ヌヴォトン テクノロジージャパンは、同社の第4世代品となる最大25個の直列バッテリーセルを管理できるEV(電気自動車)バッテリー制御向け新チップセットを発表した。同製品は、バッテリーマネジメントIC(BMIC)の他、新製品のパック監視IC、通信ICで構成されている。
ヌヴォトン テクノロジージャパン(以下、NTCJ)は2023年8月29日、同社の第4世代品となるEV(電気自動車)バッテリー制御向け新チップセットを発表した。同製品は、同社従来製品と比較して25%増となる最大25個の直列バッテリーセルを管理できる。
バッテリーマネジメントIC(BMIC)は「KA84950UA(25セル対応)」「KA84930UA(20セル対応)」の2種があり、パック監視IC「KA84917UA」と通信IC「KA84922UA」とともに使用することでバッテリー監視システムが構成できる。ICの提供開始時期は、BMICおよび通信ICが2023年9月、パック監視ICが2024年1〜3月を予定し、チップセットだけでなく各IC単体での購入も可能だ。
同製品は、「業界最多水準」(同社)となる25個の直列バッテリーセルに対応可能なため、大容量化と高出力化に対応するバッテリー監視システム(BMS)を少ない部品で構成することができ、バッテリーパックの小型化、軽量化に貢献する。
同チップセットは、安全性の高い冗長測定システムを採用している。冗長測定システムとは、電気的に分離された2系統の測定システムを使用し、電池セル電圧および電池パック電流の入力端子からADコンバーターまでの測定を二重に行う仕組みだ。

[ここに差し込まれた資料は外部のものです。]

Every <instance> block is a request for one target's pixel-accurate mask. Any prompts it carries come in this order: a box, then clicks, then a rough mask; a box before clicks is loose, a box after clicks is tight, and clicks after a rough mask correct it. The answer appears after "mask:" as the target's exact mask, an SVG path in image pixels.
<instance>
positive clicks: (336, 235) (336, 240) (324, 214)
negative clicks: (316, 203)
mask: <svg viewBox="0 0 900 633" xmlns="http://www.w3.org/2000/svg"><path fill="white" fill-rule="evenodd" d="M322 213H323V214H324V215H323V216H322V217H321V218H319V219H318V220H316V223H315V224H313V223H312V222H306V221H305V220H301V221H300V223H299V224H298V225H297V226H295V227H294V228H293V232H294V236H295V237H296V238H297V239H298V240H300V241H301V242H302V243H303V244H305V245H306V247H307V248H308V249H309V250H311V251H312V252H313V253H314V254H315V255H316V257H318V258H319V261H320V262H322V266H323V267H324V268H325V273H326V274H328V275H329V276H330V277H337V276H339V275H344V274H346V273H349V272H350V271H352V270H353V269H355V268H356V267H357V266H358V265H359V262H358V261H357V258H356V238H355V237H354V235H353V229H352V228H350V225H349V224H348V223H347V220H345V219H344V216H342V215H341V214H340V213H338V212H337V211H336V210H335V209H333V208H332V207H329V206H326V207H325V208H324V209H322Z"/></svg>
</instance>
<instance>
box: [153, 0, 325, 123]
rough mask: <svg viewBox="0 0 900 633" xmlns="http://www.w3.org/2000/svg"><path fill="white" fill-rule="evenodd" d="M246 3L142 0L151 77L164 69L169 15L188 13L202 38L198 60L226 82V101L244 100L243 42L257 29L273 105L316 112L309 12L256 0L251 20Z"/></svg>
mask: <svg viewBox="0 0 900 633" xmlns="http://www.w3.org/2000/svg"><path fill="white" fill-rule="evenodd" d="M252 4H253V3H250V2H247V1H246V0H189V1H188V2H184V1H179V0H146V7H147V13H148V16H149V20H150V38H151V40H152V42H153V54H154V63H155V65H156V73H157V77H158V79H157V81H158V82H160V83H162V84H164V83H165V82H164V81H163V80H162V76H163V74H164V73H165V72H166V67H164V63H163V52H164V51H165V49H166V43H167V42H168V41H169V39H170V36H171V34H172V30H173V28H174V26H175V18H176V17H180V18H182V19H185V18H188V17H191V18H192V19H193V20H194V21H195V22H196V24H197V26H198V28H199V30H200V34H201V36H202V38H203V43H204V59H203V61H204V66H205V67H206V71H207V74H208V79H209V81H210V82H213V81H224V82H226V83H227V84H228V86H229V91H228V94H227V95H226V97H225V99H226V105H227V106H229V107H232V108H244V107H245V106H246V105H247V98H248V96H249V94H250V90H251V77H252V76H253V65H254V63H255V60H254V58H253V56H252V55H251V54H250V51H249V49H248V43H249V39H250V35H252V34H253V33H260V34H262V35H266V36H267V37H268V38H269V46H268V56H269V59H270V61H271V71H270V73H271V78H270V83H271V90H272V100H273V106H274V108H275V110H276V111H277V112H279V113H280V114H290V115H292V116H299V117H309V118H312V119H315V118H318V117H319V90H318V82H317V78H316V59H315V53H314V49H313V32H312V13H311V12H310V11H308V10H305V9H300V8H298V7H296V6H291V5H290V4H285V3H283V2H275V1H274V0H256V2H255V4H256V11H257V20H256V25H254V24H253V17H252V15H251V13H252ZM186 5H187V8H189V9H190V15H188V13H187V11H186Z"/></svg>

また、チップセットの各IC間を通信するデイジー通信は双方向リング通信に対応しているため、1つの通信経路に異常が発生した際でも、他方の通信経路を使用した通信が可能だ。これにより、自動車メーカーやバッテリーパックメーカーは、ISO26262 ASIL-Dに準拠した車載バッテリーシステムを容易に開発、設計できる。
BMIC単独で駐停車時の電池を監視し、異常検知時には通信ICを経由してバッテリー監視システムのホストマイコンを起動できる機能も備える。これにより、駐停車時にホストマイコンをスリープさせ、バッテリーから消費されるシステム電力を最小限に抑えられる。BMICとパック監視ICは誤差10マイクロ秒以下の同期動作に対応する。電圧/電流情報を同時に取得できるため、電池の充電状態(SOC:State of Charge)や劣化率(SOH:State of Health)の推定も可能だ。
同社は、同チップセットや各製品の販売目標については「非公開」(同社)としつつ、「EV(電気自動車)市場規模が2030年までに現状の4倍に拡大するという予測を踏まえ、車載向けIC事業の売上高も現状の4倍に成長させたい」(同社)とコメントした。